Fer de lance de la campagne de mobilisation pour empêcher la vente des noms d’AOC et d’IG (Indication Géographique) à n’importe qui sur internet, la CNAOC vient d’annoncer la conclusion d’un accord entre le secteur mondial du vin et la société américaine DONUTS. L’occasion de revenir sur les dossiers « .vin » et « .wine » avec Pascal BOBILLIER-MONNOT, Directeur de la CNAOC.

Pourquoi la CNAOC s’est fortement mobilisée sur ce dossier ?

L’Internet occupe une place de plus en plus importante, y compris pour le développement du marché du vin. La vente de vins en ligne représentait plus de 700 millions d’euros en France en 2013 et devrait avoisiner plus de 1,5 milliards en 2016. Au niveau mondial, ce sera près de 6 milliards d’euros en 2016.

L’ICANN qui régule l’Internet au niveau mondial n’a prévu aucune règle de protection des noms d’AOC et d’IG, contrairement aux marques. Les sociétés candidates à l’exploitation des futurs noms de domaine « .vin » et « .wine » ont annoncé leur intention de vendre aux enchères les noms d’AOC. Ce n’était pas acceptable pour nous. D’où, le début de la mobilisation en 2012.

3 années pour parvenir à un accord ?

L’ICANN est placé sous l’autorité du gouvernement américain et les gouvernements n’y ont qu’un pouvoir d’avis. Avec la fédération européenne des vins d’origine EFOW, il nous a donc fallu engager une campagne de sensibilisation pour mobiliser les gouvernements à nos côtés et faire entendre notre voix au sein de l’ICANN.

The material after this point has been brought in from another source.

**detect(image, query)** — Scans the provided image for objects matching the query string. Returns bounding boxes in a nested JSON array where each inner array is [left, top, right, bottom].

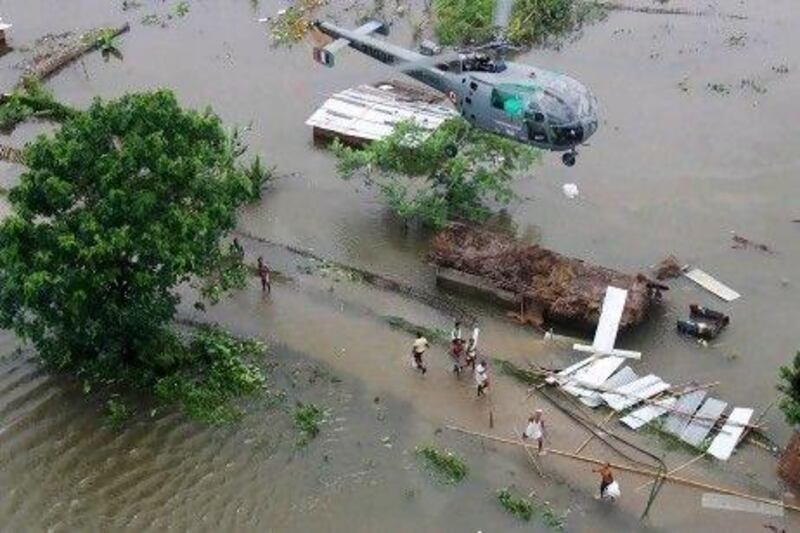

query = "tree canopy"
[[778, 351, 800, 426], [0, 90, 263, 419], [334, 118, 538, 227]]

Après la France et le Luxembourg, nous avons réussi grâce notamment au soutien du Parlement européen, à convaincre la Commission Européenne et les Etats membres d’utiliser tous les recours au sein de l’ICANN pour bloquer le processus de délégation. Au total, ce sont près de 34 Etats membres qui se sont opposés à une délégation sans condition, contre trois (USA, Nouvelle-Zélande et Australie) qui soutenaient l’utilisation libre des noms d’IG. La mobilisation à nos côtés des régions américaines (Napa Valley, etc …) a été décisive. Tout comme les procédures que nous avons engagées avec la Commission Européenne en juillet 2014 contre l’ICANN.

Quel est le contenu de l’accord ?

L’accord entre les organisations à l’origine de la procédure engagées contre l’ICANN et la société américaine DONUTS est confidentiel. Je peux simplement dire que cet accord est satisfaisant pour nous et pour la communauté mondiale du vin. Il permettra de protéger le consommateur en empêchant la confusion et la contrefaçon et les producteurs en luttant contre le cybersquatting. Nous avons l’intention de faire de ces extensions des outils sécurisés et de qualité.

Quid de sa mise en œuvre ?

Les futurs noms de domaine se terminant par « .vin » et « .wine » ne seront pas en ligne avant plusieurs mois. D’ici là, nous devons travailler à la mise en œuvre de l’accord avec DONUTS. Nous informerons le moment venu les acteurs du secteur et leur expliquerons les actions qu’ils devront engager pour la réservation des noms et les moyens à leur disposition pour se protéger contre la confusion.

Est-ce une victoire pour vous ?

Oui, c’est une première victoire qui démontre la capacité d’une communauté mondiale à faire entendre sa voix au sein de l’ICANN. C’est une victoire aussi pour le secteur du vin, qui est le seul, pour l’instant, à s’être mobilisé très fortement et à avoir réussi à faire évoluer les règles même s’il s’agit d’un accord privé. C’est enfin, une victoire pour ceux qui défendent l’application du droit sur Internet.

Quelles sont les prochaines étapes ?

La mise en œuvre de l’accord, tout d’abord. Ensuite, l’anticipation avant une nouvelle prochaine ouverture des noms de domaine annoncée en 2016 mais qui pourrait être reportée. Surtout la nécessité que la filière et les filières régionales réfléchissent à la définition d’une stratégie numérique. Le nom de domaine n’est qu’un outil. Devant la vente de vins en ligne, le secteur doit être un acteur de son propre développement.